Two white VR controllers pointing forward at 3D panels.

Speech-to-world

Speech-to-world is a Generative AI (GenAI)-based application to create and edit VR environments. As part of a 6-month work in 2024 I was charged with building a World Generator using generative AI. The idea is to create a VR application where the user can simply say want it wants to see, and let the AI generate the environment. It can then edit the environment to add elements or remove details. The result of this work can be seen at HugoFara/speech-to-world-server and HugoFara/speech-to-world-unity-client.

A scene presenting 4 3D panels for VR. To white controllers are pointing forward.

The process has a few independent, for a complete explaination the source of truth is the GitHub wiki.

The technical demo for Speech-to-World

VR application

First of, the user interacts with a VR application built with Unity and OpenXR. The idea is mostly to present a limited number of 3D panels with options to avoid overloading the user with too many choices.

A depiction of a microphone with the text "Speak!" written above.
An illustration of the activated microphone

In particular, there is a microphone object that can be grabbed and activated. Once activated, the user can speak inside to record it’s voice, while an Automatic Speech Recognition (ASR or speech-to-text) model transcripts and translates everything in English.

For records, the ASR and translation models are both Whisper-v3.

Skybox generation

The skybox generation is the most important feature of this project. It is a heavily modified text-to-image model base with the following characteristics:

  • There is no horizontal border. Placing the image side-by-side would give an asymmetric horizontal tiling.
  • The two poles (top and bottom) are modified to avoid any visible deformation (known as the hairy ball theorem).

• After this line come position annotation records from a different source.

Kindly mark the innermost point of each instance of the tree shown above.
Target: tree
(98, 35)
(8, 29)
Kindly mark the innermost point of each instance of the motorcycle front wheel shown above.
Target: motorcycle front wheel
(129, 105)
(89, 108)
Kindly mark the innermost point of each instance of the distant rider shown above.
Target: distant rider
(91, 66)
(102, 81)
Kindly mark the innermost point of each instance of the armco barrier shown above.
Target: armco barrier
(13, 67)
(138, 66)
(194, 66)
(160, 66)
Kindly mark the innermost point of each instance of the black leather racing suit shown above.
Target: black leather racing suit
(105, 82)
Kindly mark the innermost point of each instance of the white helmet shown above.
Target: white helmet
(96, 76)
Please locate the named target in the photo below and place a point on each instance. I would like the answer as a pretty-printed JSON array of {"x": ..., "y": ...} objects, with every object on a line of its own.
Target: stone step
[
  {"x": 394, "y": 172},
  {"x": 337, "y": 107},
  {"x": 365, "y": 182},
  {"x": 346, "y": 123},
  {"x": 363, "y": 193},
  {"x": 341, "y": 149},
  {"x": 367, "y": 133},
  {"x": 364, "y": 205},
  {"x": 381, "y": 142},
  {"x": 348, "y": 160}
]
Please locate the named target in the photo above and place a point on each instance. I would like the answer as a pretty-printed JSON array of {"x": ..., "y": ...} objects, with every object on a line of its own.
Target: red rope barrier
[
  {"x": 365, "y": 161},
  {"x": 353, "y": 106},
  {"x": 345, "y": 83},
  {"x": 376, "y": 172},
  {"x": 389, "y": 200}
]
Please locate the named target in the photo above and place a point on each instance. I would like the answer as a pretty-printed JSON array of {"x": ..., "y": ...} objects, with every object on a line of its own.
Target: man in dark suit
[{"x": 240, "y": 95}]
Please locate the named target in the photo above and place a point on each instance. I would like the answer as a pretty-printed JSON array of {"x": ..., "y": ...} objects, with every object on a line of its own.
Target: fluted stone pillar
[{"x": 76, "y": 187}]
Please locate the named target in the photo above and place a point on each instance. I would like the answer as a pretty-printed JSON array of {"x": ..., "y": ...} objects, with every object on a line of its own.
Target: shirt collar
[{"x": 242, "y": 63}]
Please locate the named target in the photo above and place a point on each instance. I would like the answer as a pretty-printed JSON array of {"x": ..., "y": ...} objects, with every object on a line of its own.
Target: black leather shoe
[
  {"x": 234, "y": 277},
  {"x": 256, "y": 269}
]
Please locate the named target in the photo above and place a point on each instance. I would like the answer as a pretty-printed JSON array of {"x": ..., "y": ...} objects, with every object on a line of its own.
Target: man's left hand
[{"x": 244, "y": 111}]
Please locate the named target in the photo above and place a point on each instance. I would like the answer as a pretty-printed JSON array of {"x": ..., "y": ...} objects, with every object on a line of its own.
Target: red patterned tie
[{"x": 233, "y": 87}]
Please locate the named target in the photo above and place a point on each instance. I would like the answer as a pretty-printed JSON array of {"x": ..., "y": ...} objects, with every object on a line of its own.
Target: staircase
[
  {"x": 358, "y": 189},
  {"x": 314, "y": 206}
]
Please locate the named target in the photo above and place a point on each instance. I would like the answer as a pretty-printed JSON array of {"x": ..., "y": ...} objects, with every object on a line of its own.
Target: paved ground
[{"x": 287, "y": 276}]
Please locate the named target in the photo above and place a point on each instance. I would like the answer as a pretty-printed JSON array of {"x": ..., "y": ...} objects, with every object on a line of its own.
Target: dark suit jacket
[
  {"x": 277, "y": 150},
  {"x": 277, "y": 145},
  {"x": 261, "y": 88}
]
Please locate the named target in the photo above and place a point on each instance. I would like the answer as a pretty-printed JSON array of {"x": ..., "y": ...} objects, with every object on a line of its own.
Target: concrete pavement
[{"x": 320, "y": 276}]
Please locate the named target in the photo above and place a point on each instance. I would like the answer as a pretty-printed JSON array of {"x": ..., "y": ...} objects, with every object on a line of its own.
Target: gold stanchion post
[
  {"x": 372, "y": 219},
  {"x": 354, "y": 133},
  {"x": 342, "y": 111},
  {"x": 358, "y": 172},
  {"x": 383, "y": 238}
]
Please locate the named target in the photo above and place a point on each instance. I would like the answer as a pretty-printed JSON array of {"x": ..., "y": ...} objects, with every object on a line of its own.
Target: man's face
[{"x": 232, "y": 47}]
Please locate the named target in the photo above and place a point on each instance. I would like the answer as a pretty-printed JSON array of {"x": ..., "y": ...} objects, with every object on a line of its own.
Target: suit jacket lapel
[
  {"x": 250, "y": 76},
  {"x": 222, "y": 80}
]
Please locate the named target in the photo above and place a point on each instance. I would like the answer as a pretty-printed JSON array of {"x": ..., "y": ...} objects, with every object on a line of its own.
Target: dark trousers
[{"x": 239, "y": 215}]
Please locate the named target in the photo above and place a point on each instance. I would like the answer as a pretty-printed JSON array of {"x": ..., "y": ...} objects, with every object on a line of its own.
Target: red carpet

I used several models but stuck with a combination of Stable Diffusion XL 1.0 and Stable Diffusion XL 1.0 Inpainting 0.1 for there great consistency with each other.

Once both constraints are satisfied, we effectively get a text-to-skybox model, with is very good at rendering landscapes. Yet, we want a 3D map, which needs quite some more work.

Depth generation

A progressive approach to 3D models is to use an image-to-depth model. This models will create a “surface” of our environment that we can extend for a real 3D scene. The best model at the time was Marigold.

An AI-generated landscape of a sunny mountain, with trees on the borders.
An AI-generated landscape image
A heatmap of the depth of an landscape. Elements close to the viewer are in red, while the remote elements are in blue.
A depth coloration using Marigold

On the left is the depiction of an original AI-generated image (using SD XL 1.0 base only). On the right is the heatmap of the generated depth for the same image.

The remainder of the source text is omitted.